We had a similar issue in a DirectX project. Upscaling and downscaling works to a certain degree, but it's faking it. If it's something you need to do over and over, you could perhaps parse the records of the WMF and draw them with GDI+ antialiased.
The following threads back this up (but they're from 2005 so things might have changed):
http://www.dotnet247.com/247reference/msgs/28/144605.aspx
http://www.dotnetmonster.com/Uwe/Forum.aspx/dotnet-sdk/1127/Graphics-DrawImage-metafile-no-antialiasing
[Edit:]
These three programs might do the job for you: I'm assuming you're ok with doing it by hand:
http://emf-to-vector-converter-command-line-ser.smartcode.com/info.html
http://www.verypdf.com/pdf-editor/index.html
http://www.ivanview.com/converter/emf-batch-converter.html
[Edit II:]
Well, here's a program that will let you inspect an EMF in various ways:
http://download.cnet.com/windows/3055-2383_4-10558240.html?tag=pdl-redir
...and here's a freeware library that will let you parse 122 of the EMF commands and output them in GDI+. That should probably do the trick:
http://www.codeproject.com/KB/GDI-plus/emfexplorer.aspx?msg=2359423
...oh, and notice also comment #3 on the codeproject page. Looks like someone have banged their heads against the wall before. Hope this solves your problem.

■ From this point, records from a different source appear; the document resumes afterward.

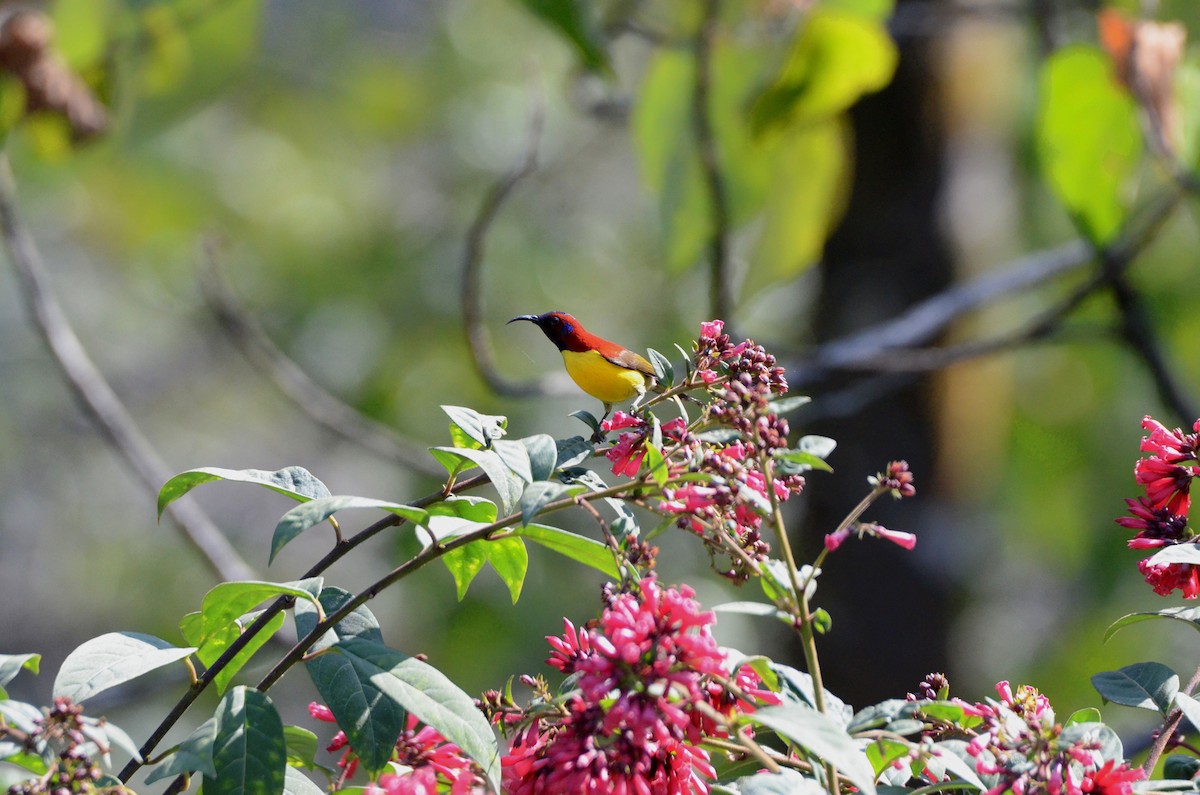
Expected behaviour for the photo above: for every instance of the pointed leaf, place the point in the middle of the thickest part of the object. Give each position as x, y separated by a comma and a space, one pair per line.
249, 753
424, 691
371, 721
465, 563
577, 548
575, 21
822, 737
543, 453
193, 755
508, 484
515, 456
1187, 615
1089, 138
1147, 686
112, 659
541, 492
315, 512
510, 560
479, 429
292, 482
13, 664
573, 452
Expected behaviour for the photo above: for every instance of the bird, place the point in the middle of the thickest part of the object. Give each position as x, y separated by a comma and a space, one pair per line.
605, 370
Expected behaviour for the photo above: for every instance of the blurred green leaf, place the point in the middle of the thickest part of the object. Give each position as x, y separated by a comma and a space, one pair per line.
293, 482
1146, 686
835, 59
822, 737
249, 751
315, 512
195, 754
424, 691
1089, 138
577, 548
574, 21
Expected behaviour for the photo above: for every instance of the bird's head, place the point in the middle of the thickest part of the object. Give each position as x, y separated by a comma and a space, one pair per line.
561, 328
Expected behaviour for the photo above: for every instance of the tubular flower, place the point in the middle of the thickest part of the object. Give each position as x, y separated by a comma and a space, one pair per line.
1025, 749
1161, 516
633, 725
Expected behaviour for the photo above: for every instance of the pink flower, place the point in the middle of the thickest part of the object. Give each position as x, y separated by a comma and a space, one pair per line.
1167, 485
627, 454
619, 419
897, 537
1164, 578
1111, 779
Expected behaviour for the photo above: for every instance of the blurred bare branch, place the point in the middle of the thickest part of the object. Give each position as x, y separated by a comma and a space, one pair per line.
311, 398
107, 411
719, 291
478, 338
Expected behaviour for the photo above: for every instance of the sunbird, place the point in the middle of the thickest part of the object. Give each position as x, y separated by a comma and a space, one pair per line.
605, 370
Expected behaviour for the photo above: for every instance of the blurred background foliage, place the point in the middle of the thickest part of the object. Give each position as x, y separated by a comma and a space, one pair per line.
852, 159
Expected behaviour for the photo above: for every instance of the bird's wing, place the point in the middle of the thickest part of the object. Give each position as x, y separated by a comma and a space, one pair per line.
630, 360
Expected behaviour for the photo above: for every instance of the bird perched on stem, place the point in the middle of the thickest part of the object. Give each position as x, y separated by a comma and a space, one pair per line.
605, 370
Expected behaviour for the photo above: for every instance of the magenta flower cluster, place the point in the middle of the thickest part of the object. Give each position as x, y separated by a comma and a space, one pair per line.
1021, 746
633, 725
435, 764
1161, 516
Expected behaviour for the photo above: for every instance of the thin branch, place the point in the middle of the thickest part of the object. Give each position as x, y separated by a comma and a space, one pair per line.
719, 290
108, 413
311, 398
472, 297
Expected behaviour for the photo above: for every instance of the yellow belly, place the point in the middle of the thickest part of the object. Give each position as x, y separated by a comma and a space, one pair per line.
603, 380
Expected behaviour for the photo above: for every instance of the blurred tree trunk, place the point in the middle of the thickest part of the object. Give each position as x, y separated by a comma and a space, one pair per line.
887, 253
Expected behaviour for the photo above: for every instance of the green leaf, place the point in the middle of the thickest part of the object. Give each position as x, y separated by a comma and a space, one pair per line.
315, 512
1187, 615
573, 452
292, 482
508, 484
1180, 766
1189, 706
820, 736
465, 563
835, 59
543, 452
301, 745
1089, 138
471, 508
371, 721
541, 492
510, 560
477, 430
575, 21
804, 202
112, 659
424, 691
573, 545
13, 664
195, 754
1147, 686
515, 456
249, 753
663, 368
294, 783
1087, 715
754, 609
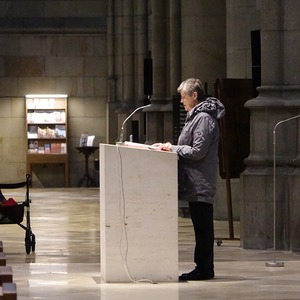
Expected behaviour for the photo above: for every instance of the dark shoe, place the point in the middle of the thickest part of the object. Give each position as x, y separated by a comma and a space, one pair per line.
196, 275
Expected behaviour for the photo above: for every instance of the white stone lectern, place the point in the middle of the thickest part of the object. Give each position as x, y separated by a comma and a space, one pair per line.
138, 214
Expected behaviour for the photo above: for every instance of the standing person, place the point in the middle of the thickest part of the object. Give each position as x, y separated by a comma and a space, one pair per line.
197, 150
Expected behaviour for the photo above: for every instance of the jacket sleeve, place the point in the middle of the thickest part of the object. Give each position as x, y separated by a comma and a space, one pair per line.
198, 139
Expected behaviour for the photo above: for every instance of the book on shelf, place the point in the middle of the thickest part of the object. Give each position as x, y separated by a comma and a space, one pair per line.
47, 149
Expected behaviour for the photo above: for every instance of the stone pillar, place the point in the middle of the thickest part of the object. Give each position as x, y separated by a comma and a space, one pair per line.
111, 124
279, 99
174, 69
158, 41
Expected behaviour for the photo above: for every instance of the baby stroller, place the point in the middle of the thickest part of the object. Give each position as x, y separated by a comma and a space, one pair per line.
12, 212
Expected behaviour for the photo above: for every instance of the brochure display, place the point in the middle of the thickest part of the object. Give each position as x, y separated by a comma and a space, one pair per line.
46, 131
138, 214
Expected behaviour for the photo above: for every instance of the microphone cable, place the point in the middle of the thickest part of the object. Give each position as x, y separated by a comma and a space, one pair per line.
123, 233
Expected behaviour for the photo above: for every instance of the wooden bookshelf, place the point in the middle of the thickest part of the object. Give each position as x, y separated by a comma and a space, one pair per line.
47, 131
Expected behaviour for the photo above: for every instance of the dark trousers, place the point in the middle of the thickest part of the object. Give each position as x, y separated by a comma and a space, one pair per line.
202, 218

EMF is using GDI commands, not GDI+, so it has no notion of antialiasing. I suspect that when you ask GDI+ to render the file, it sends it to GDI and just copies the resulting bitmap.
Duplicating this in code would be the same as reimplementing GDI, so it's not terribly feasible. Not impossible, just a larger job than the benefit would justify. If there is an open source utility that can open EMF files outside of Windows, you might look into the source code.
My guess is that Word is using the downsampling trick.
EMF file is a list of GDI commands. So it won't be anti-aliaised, even if under GDI+, you put a SmoothingMode() call before the drawing. You'll have to enumerate the GDI commands, then translate it into GDI+ commands.
Under Vista/Seven, you can use GDI+ 1.1 function named GdipConvertToEmfPlus/ConvertToEmfPlus. If you want your program to work with XP, you should write your own enumeration, then conversion to GDI+ commands.
The GDI enumeration then conversion to GDI+ is possible has been done by emfexplorer, but I've written some code perhaps more easy to follow, even if it's written in Delphi.
I'm putting this answer just now (I'm late), because I spent a lot of time finding out a solution using ConvertToEmfPlus, and writing some tuned open source code in case this method is not available.